Oops, I Said I love You
I made it into my office by 6:15 this morning. Yes, that is not a typo, it was 6:15 am and I am freaking tired. My daughter’s first tooth finally poked through so maybe we’ll get a break and she’ll let us sleep for more than 3.5 hours a night.
She and I spent time walking through the house at about 4 am or so. After about 15 minutes of holding her she fell back to sleep, but I couldn’t. So I puttered around the house for a bit and then decided to come in early.
I am in desperate need of coffee, but I have to be very careful when and how much I drink or the caffeine G-ds pour their anger down upon me with a vengeance not seen since Noah and the flood. Since I am giving away all the family secrets let’s just say that during times like this I am damn happy to have my own office.

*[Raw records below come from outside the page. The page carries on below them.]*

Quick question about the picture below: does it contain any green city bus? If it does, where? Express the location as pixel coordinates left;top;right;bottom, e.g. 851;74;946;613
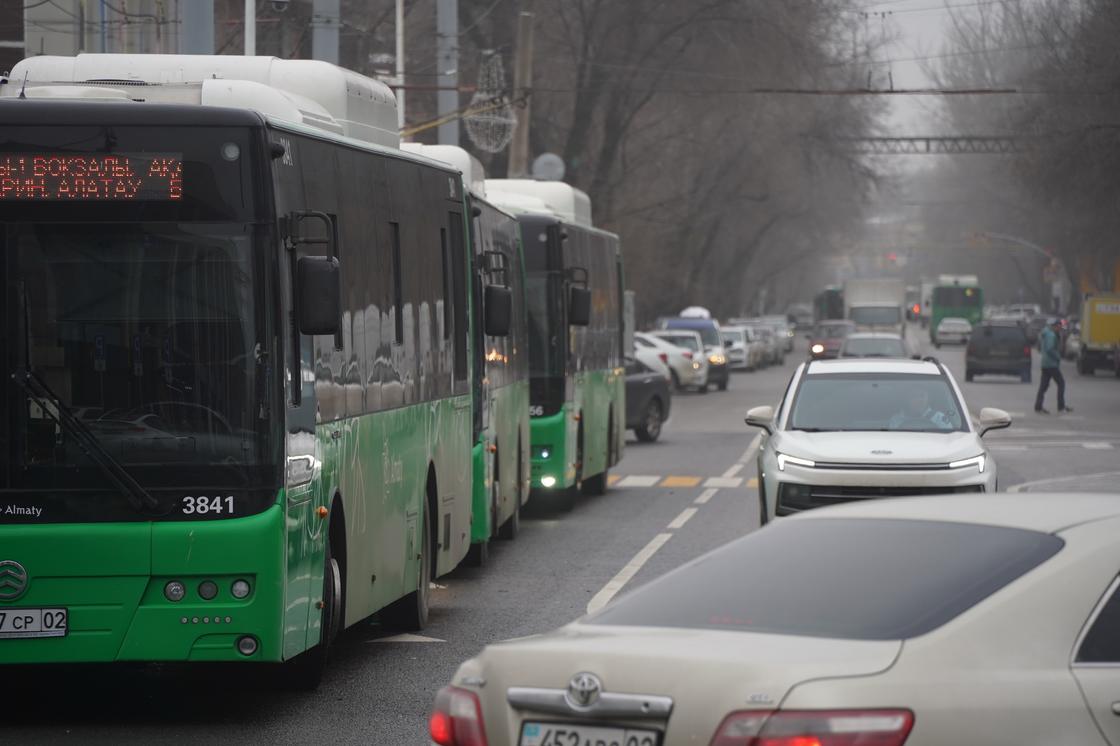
0;55;486;686
401;142;530;567
930;276;983;342
467;194;530;566
486;179;626;510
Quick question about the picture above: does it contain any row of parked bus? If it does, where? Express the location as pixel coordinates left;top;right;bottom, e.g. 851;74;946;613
0;55;625;684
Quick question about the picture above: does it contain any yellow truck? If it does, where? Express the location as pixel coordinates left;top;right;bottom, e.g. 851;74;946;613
1077;293;1120;375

In all sincerity, it is much more pleasant to be this tired by myself than to have to listen to the guy next to me prattle on.
So here I sit, fatigued and famished, deprived and depraved. Kind of a dramatic line, but I like it.

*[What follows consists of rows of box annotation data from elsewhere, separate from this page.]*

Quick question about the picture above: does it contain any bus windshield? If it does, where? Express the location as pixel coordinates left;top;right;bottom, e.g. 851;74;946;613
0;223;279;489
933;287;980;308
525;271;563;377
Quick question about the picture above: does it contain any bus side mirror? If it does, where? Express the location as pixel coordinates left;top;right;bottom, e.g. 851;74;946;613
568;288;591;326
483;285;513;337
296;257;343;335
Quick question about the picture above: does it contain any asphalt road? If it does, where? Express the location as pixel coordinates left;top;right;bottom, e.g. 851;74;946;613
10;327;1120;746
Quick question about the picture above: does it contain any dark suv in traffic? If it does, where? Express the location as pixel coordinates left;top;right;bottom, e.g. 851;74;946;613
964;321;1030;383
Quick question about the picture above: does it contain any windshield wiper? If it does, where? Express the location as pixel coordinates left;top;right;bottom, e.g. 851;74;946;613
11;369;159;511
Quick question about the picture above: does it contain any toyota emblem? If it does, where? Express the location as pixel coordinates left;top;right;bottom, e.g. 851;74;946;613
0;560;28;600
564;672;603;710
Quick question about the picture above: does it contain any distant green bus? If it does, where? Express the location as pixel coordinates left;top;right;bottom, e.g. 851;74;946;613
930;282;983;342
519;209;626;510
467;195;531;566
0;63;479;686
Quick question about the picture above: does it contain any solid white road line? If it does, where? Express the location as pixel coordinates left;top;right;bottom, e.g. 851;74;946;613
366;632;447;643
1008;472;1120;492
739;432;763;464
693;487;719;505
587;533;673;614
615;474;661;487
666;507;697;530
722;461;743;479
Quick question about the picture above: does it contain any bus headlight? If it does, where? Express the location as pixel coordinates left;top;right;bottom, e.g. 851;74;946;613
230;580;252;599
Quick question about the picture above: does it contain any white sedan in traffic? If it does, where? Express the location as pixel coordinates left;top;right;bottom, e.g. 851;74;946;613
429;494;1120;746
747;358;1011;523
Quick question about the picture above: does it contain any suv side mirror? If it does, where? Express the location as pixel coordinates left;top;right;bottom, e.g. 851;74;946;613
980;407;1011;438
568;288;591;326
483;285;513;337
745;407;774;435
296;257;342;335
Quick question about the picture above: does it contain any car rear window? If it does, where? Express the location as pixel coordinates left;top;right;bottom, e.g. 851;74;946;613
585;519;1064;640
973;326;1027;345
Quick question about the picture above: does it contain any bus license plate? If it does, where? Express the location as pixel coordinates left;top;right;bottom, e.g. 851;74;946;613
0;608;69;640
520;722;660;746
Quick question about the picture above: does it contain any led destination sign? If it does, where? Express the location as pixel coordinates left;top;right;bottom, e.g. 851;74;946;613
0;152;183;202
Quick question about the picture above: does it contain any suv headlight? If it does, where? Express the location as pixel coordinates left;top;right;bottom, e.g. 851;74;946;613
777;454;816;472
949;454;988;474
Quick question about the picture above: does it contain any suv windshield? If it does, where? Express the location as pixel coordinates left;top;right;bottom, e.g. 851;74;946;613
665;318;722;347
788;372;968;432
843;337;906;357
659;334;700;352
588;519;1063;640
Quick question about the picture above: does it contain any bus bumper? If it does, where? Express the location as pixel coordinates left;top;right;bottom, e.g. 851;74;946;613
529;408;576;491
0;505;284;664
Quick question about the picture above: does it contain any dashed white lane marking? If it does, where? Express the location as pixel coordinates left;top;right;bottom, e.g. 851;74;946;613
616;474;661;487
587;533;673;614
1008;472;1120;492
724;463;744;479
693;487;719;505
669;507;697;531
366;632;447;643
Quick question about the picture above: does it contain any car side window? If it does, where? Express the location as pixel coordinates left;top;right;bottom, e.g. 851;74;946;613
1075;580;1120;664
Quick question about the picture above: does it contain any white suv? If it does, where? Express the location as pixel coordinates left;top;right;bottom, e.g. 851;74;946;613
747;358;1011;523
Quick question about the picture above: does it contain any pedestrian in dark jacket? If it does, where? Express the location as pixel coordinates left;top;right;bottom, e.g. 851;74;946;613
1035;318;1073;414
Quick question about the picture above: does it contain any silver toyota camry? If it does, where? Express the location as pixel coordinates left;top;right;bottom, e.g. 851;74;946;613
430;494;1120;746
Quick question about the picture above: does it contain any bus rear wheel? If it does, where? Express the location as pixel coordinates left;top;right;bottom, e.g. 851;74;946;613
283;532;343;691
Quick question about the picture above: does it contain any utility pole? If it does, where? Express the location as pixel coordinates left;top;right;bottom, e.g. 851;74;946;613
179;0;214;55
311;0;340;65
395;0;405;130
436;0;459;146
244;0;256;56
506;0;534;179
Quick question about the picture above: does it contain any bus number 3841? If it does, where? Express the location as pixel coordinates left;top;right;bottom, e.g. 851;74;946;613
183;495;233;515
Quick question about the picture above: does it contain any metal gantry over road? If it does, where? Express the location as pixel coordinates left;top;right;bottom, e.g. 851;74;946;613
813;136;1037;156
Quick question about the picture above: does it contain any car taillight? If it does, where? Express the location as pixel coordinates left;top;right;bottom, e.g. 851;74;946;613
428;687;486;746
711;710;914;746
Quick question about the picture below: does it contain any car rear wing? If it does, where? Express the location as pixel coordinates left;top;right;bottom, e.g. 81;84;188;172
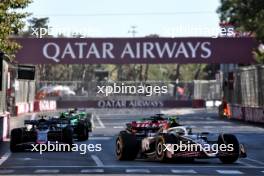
24;120;38;125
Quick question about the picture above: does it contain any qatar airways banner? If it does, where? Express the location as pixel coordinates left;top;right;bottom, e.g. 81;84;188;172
15;38;256;64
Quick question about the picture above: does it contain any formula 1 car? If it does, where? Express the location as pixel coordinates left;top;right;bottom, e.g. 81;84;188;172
60;109;92;141
10;117;73;152
126;114;180;132
116;125;246;163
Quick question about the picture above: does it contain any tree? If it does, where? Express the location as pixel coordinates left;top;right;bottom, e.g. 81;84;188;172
217;0;264;63
0;0;31;59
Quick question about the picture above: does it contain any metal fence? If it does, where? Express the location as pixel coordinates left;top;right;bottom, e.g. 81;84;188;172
15;80;36;103
0;60;8;113
231;65;264;107
193;80;222;100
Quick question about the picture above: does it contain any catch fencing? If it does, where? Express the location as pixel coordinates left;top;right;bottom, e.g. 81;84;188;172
230;65;264;107
15;80;36;103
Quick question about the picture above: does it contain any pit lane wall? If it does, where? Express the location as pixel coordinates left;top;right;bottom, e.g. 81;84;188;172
223;104;264;123
15;100;57;116
57;99;205;109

Made a call to one of my customers and spent a good 15 minutes making sure that she was happy and satisfied with her service. As we ended the call I said, “I love you, talk to you later, to which she responded, “I love you too.”
I wonder if her face looked like mine as the line was disconnected. Was it screwed up in a pained expression that look that Charlie Brown get’s when Lucy moves the football.
Thought about calling her back to apologize and then figured that I already feel like I chewing the leather of my size 12 Rockports, no need to see if I can stuff anything else in there.
Didn’t feel as stupid as the guy who used to work with me. He had a client named B.J. The first time that he spoke with her he asked her if her name got her a lot of dates. He thought that it was really funny.
She did too, except the part that she found to be funny was calling our boss to complain about him.
There is a reason why we have two ears and one mouth.